## Motion Planning for Structured Exploration in Robotic Reinforcement Learning

### Cannon Lewis

#### Who Am I?

Senior at Rice University

Majoring in Computer Science and Mathematics

Currently applying to artificial intelligence PhD programs

#### Why Am I Here?

Took COMP 311: Functional Programming from Dr. Eric Allen

Interned at Two Sigma during Summer 2016

Currently doing research with Dr. Lydia Kavraki

#### So Many Robots!

Excitement due to recent advances in artificial intelligence

New use cases in medicine, search and rescue

New kinds of robots (e.g. drones, "safe" robotics, nanorobots)

We need to be able to plan motions for these robots in the presence of obstacles

But how do we work with these very different robots?

#### Configuration Spaces

In order to plan for the wide array of robots that exist, we need an abstraction, which we call the "configuration space"
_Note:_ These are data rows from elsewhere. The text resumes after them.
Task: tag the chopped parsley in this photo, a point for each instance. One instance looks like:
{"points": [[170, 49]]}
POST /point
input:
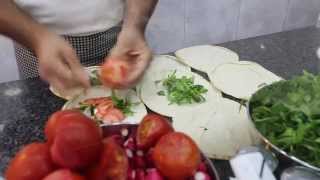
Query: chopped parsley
{"points": [[182, 90]]}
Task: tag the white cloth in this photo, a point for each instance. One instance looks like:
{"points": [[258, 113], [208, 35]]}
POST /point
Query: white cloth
{"points": [[75, 17]]}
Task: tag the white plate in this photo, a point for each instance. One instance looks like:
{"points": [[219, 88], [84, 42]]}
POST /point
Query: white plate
{"points": [[99, 91]]}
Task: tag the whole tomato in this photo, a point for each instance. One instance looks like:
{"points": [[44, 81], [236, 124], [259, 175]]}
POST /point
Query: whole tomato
{"points": [[176, 156], [77, 142], [113, 163], [63, 174], [114, 72], [60, 117], [151, 129], [30, 163]]}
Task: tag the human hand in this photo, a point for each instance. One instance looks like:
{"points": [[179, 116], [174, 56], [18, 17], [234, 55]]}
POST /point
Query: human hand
{"points": [[132, 48]]}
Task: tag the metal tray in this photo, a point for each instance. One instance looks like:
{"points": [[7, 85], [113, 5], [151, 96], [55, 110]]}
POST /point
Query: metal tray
{"points": [[269, 146]]}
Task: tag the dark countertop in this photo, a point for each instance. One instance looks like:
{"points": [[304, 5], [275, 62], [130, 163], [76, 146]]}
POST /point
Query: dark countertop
{"points": [[26, 104]]}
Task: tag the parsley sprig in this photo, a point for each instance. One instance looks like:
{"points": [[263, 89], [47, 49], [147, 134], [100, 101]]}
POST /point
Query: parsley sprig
{"points": [[182, 90], [288, 114]]}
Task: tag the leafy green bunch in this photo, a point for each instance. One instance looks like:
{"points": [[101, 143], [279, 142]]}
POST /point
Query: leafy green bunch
{"points": [[288, 114], [182, 90]]}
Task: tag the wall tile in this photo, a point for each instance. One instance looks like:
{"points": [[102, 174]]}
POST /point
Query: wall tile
{"points": [[259, 17], [8, 66], [211, 21], [165, 32], [302, 13]]}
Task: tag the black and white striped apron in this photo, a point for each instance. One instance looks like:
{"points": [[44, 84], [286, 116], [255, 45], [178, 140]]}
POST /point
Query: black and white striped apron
{"points": [[90, 49]]}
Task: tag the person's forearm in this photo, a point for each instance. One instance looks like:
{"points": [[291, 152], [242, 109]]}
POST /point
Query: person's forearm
{"points": [[17, 25], [138, 13]]}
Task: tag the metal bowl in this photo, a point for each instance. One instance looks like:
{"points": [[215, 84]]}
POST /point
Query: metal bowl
{"points": [[115, 129], [269, 146]]}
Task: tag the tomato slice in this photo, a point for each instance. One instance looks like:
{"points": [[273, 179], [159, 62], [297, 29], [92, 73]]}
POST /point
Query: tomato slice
{"points": [[102, 109], [97, 101], [113, 115]]}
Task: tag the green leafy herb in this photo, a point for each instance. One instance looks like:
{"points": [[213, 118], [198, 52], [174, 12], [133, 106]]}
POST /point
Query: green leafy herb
{"points": [[288, 114], [125, 105], [182, 90]]}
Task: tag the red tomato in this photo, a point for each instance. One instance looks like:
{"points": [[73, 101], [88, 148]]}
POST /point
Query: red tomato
{"points": [[113, 163], [77, 142], [30, 163], [103, 108], [60, 116], [113, 115], [176, 156], [97, 101], [151, 129], [114, 72], [63, 174]]}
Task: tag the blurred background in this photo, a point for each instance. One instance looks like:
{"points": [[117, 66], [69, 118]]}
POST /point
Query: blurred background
{"points": [[182, 23]]}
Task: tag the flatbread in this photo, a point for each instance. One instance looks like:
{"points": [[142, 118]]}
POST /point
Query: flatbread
{"points": [[99, 91], [192, 124], [161, 105], [206, 57], [228, 131], [165, 63], [241, 79], [67, 95], [161, 63]]}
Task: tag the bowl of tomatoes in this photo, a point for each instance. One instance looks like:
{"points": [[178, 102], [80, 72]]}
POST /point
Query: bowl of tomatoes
{"points": [[76, 148]]}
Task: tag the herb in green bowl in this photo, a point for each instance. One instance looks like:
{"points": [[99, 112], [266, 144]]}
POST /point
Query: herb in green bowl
{"points": [[182, 90], [287, 113]]}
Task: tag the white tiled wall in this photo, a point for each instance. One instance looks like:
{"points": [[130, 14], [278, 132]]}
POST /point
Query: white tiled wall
{"points": [[8, 66], [181, 23]]}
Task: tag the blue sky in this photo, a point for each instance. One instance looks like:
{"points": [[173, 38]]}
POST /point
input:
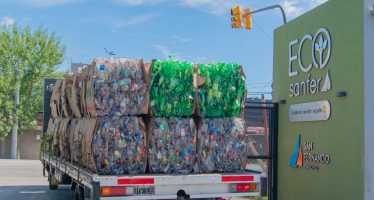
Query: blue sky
{"points": [[194, 30]]}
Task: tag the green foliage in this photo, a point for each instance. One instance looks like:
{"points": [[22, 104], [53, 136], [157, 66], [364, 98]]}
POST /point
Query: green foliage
{"points": [[33, 55]]}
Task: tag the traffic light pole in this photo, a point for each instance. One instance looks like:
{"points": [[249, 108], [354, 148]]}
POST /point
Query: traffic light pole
{"points": [[270, 8]]}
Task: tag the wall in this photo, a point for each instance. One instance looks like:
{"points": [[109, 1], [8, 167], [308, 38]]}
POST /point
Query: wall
{"points": [[369, 96], [342, 135], [28, 145]]}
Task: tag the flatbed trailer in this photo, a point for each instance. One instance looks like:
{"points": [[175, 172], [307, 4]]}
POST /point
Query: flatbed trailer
{"points": [[87, 185]]}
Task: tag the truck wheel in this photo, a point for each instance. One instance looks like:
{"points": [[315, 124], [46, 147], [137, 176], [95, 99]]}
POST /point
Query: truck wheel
{"points": [[78, 193], [53, 182]]}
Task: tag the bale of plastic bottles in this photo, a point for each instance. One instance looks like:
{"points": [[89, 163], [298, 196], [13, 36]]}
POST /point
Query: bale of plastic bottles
{"points": [[119, 146], [172, 145], [222, 145], [64, 138], [118, 87], [221, 90], [172, 92]]}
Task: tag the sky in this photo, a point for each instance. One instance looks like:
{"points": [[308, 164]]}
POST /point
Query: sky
{"points": [[198, 31]]}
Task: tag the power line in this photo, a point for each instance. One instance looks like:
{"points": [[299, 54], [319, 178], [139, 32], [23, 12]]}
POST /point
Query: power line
{"points": [[262, 30]]}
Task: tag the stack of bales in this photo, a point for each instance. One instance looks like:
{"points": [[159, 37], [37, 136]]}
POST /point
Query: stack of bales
{"points": [[172, 131], [195, 114], [97, 120], [118, 96], [222, 142]]}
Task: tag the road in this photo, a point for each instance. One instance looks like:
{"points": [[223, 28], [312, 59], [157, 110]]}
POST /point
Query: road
{"points": [[23, 179]]}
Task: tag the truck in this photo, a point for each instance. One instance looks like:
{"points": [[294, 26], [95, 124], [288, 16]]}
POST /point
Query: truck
{"points": [[87, 185]]}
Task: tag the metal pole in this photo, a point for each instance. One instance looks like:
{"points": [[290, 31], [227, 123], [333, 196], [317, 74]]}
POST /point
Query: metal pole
{"points": [[270, 8], [15, 125]]}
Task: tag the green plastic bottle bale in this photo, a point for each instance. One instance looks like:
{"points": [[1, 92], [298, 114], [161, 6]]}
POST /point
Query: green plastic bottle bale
{"points": [[172, 90], [222, 91]]}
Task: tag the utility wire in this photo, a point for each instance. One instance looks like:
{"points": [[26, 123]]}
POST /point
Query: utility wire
{"points": [[262, 30]]}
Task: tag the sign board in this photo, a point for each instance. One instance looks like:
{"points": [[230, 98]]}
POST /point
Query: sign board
{"points": [[312, 111]]}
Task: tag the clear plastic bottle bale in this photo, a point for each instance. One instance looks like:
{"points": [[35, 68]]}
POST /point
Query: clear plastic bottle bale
{"points": [[172, 92], [64, 138], [55, 103], [222, 145], [72, 89], [76, 145], [120, 146], [172, 145], [221, 90], [66, 112], [120, 87]]}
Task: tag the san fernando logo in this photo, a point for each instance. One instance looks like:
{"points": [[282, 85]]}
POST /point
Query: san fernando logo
{"points": [[297, 157]]}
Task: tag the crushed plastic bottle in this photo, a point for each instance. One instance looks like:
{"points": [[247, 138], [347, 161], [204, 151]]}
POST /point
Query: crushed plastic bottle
{"points": [[172, 145], [172, 92], [222, 145], [120, 146], [120, 87], [222, 93]]}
Even though our robots operate in $\mathbb{R}^3$, the space of movements for a robot is more accurately represented by $\mathbb{R}^6$, or even $T^6$

Under this abstraction, we can consider certain robots as being equivalent

#### Robot Motion is Difficult

As we have seen, the configuration space can look very different from the 3D world that we are used to

Search in this space is difficult due to

1. High dimensionality
2. Continuity
3. Limited computational resources

These issues prevent us from using traditional search and planning methods

#### Sampling-based Motion Planning

Instead of searching through the configuration space directly or discretizing the space, we build an implicit roadmap by sampling

Algorithms in this vein have revolutionized robot motion planning, and are now the dominant method

• These algorithms are fully general - they can plan for any robot whose configuration space is connected

Algorithms for SBMP such as PRM, RRT, KPIECE, and more are available out-of-the-box in my lab's OMPL library

In addition to making low-level motion plans, we would like to solve high-level tasks

For example, in tabletop manipulation we would like to simply tell the robot where to place dishes, instead of specifying how to move its arm for each motion

TMKit is a project from our lab that performs this planning incrementally

Unfortunately, even abstract problem solving is PSPACE-complete, so exact Task-and-Motion Planning is intractable in many cases

#### Theoretical Basics

RL is a form of machine learning in which a learning agent is provided with a real-valued reward function in response to its actions

RL stems from research into Markov Decision Processes (MDPs)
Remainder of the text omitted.